Tim Bray writes to correct misperceptions of what “Open Source” is about.
They both paint a picture of misguided innocents who believe in some starry-eyed vision of post-capitalist intellectual collectivism, but are actually pawns in the hands of larger economic forces. They’re both really wrong. Granted: Open Source is not a nation or a corporation or a political party or a religion. (While there are “movement people”, organized into the skeptical-of-each-other Open Source and Free Software sects, they are a tiny—albeit noisy—minority.) Absent those things, what is left? A collection of people who like working on software and actively seek out opportunities, preferably but not necessarily paid, to do so. If that is isn’t a “community”, what is?
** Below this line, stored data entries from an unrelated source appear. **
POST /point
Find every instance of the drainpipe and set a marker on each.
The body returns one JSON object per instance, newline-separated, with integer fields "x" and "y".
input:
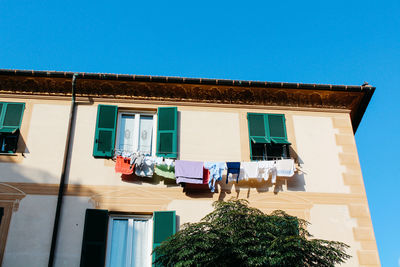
{"x": 61, "y": 188}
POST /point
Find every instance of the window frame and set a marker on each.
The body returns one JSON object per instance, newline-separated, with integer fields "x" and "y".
{"x": 137, "y": 114}
{"x": 12, "y": 134}
{"x": 112, "y": 217}
{"x": 285, "y": 147}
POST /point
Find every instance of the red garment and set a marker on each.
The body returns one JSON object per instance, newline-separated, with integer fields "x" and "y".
{"x": 206, "y": 175}
{"x": 204, "y": 186}
{"x": 123, "y": 165}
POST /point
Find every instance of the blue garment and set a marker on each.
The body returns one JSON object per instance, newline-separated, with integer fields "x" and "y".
{"x": 216, "y": 169}
{"x": 233, "y": 168}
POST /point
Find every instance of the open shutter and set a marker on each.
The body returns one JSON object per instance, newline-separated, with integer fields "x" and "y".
{"x": 11, "y": 116}
{"x": 258, "y": 133}
{"x": 167, "y": 132}
{"x": 277, "y": 128}
{"x": 94, "y": 238}
{"x": 106, "y": 125}
{"x": 164, "y": 225}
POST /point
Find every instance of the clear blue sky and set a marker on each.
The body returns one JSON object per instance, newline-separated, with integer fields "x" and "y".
{"x": 339, "y": 42}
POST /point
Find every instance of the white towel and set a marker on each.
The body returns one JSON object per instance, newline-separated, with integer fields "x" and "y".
{"x": 248, "y": 170}
{"x": 265, "y": 168}
{"x": 285, "y": 167}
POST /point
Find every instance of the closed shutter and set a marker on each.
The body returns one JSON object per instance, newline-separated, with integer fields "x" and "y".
{"x": 105, "y": 131}
{"x": 164, "y": 226}
{"x": 167, "y": 127}
{"x": 258, "y": 133}
{"x": 94, "y": 238}
{"x": 277, "y": 128}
Tim hits it on the mark. If Subtext is a pawn in some larger economic force, I’d be curious to find out which major corporate power seeks to gain, and perhaps ask them for some funding. ;)
In truth, there are many reasons people work on open source software, and they are not all the same. Many just find it fun to work on something more interesting than the boring data-in data-out systems they build at work. Some want to have a hand in building a better mousetrap. Many enjoy participating in a community and perhaps gaining a bit of recognition among their peers. A few see it as a political movement against capitalist interests. Yet others are paid to work on open source projects as it benefits their employer. None of these reasons are inherently wrong, misguided or amoral.
Many of these articles criticising open source focus on the big projects. What they fail to look at is that the majority of open source projects are very small. Many fill very niche markets that corporations have no interest in filling, but that there is yet a long-tail demand for.